What are you hiding, Rawlings?

He wasn’t saying. Well, today should separate out more of the recruits. Question was, did she want him separated out or not?

She moved them downslope from where they’d camped—an uncomfortable site on the slopes of Dragontail Peak. Anyone who thought fires didn’t burn on this kind of terrain, so hotshots never walked it, would be disabused of that notion over the fast-approaching fire season.

When they reached a small clearing, her Dad had already arrived with a wildfire engine. These trucks were wide, heavy, and smaller than the standard in-town engines. More the size of a utility service truck, they could cross surprisingly rough terrain with a great deal of gear and five hundred gallons of water.
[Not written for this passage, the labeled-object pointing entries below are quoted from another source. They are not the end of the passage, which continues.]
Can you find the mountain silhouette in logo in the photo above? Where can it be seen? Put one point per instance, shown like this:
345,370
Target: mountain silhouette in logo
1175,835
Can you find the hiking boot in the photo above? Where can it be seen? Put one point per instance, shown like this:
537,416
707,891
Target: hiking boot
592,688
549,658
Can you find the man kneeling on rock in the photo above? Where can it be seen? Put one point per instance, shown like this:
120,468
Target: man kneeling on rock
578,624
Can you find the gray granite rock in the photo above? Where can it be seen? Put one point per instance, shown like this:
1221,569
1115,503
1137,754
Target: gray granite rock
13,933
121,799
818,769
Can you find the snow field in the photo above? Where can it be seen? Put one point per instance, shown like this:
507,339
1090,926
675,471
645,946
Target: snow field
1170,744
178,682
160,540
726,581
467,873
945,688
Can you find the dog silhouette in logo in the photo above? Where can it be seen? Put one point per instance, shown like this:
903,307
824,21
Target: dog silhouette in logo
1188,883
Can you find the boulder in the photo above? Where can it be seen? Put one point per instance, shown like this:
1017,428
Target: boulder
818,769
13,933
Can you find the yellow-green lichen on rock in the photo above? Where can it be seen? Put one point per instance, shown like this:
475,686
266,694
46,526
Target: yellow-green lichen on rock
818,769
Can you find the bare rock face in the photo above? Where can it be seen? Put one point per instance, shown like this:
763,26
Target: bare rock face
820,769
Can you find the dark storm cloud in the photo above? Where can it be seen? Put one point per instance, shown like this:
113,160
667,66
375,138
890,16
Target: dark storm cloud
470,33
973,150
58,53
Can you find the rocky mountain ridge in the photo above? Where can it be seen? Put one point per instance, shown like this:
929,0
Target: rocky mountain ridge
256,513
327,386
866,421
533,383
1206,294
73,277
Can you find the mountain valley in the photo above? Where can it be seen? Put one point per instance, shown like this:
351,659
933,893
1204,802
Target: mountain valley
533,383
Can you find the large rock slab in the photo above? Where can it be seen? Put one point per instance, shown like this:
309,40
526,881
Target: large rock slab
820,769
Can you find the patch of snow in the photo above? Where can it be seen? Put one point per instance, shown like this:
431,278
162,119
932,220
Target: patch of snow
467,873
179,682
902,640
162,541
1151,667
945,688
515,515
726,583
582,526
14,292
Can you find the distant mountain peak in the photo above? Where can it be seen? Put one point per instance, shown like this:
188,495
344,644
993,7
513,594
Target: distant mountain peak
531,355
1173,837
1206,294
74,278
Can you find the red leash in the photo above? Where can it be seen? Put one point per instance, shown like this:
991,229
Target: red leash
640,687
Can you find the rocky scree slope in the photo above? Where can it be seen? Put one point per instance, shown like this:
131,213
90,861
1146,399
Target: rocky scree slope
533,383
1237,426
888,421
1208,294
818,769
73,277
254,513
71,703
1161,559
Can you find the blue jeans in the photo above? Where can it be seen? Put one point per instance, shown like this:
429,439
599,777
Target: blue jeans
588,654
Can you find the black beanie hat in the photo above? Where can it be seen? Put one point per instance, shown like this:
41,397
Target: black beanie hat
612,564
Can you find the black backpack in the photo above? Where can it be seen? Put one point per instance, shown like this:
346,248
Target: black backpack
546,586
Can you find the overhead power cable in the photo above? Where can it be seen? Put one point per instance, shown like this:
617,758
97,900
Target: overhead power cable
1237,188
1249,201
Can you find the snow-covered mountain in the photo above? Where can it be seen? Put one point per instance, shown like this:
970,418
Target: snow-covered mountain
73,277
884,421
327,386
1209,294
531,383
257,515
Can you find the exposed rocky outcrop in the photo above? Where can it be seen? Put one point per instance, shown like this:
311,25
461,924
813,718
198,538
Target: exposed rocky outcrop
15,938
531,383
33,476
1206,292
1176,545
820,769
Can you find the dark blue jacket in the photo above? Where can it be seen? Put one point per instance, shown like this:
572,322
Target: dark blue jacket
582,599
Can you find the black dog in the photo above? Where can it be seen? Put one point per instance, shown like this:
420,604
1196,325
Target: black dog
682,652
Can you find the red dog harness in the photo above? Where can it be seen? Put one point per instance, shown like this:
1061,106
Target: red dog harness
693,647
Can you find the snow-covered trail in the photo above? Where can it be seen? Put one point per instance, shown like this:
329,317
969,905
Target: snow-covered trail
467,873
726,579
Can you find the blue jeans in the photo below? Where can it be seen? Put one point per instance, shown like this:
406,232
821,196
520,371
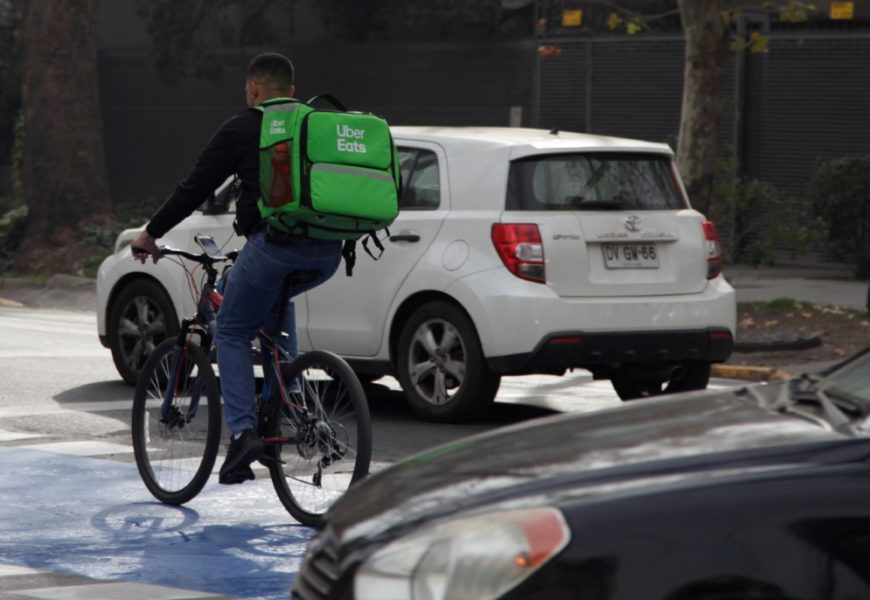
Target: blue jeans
252,300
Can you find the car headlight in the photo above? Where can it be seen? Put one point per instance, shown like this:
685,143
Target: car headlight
479,557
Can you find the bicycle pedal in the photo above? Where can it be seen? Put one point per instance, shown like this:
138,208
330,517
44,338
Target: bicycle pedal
270,460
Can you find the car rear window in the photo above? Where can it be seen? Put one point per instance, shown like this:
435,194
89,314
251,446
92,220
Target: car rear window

Once they were gathered, Candace pulled out a fire shelter pouch and held it up for all to see.

“This is a five-hundred dollar device of last resort. You will always have one on your hip and you will protect it more carefully than your own face. If everything else goes wrong and you find yourself in a burnover situation, this foil shelter is your only chance of survival.”

That sobered a number of their faces.

“Today, we’ll practice with plastic shelters worth about ten dollars. I don’t want to see even the smallest tear or nick in these, because if it’s a real fire, fifteen hundred degree flame will find its way right through that gap and toast your ass. I can’t begin to tell you how much paperwork that will cause me.”

That got her some good laughs. Even the old hands appreciated the dark humor of it. She knew that at least three of them besides herself had ridden out a burnover under a shelter. And several of them had friends among the Yarnell 19 who died in 2013; the manzanita-fed flames too hot for even the foil shelters’ protection.

Luke Rawlings, however, looked at her as if she’d just committed a crime against humanity. His expression had gone dark enough that she suddenly feared for her safety.

No. It wasn’t her he was looking at.

He was looking at something that wasn’t in the grass clearing, but rather in his past. Well, she pitied whoever had put that look on his face, because she’d wager they hadn’t survived long after whatever they’d done to piss him off.

She made it a policy to not pull a recruit’s application file during the ten-day trial, but she’d broken down last night. U.S. Navy Chief Petty Officer Luke Rawlings, retired. That explained some things, but not others. She’d fought fire beside plenty of ex-soldiers before, though none as quietly competent as Rawlings. Many hadn’t been able to face the fire itself when it came down to reality: some froze, some ran, and one got the shakes so bad they had to medevac him out.

Luke was steady. Always helping the rawest rookies get their feet under them with a gentle word and a clear demonstration. Infinitely patient, he kept working with them until they really had it. He’d be a good man to have around.

Erase that, Cantrell. Mr. Ex-Navy Luke Altman would be a good firefighter to have around. She just wished she could stop thinking about the man who watched her as much as she was watching him.

Usually about half of the former soldiers would be weeded out by the fire shelter deployment exercise.

It was something of a surprise when she realized that she really hoped Luke wasn’t one of those.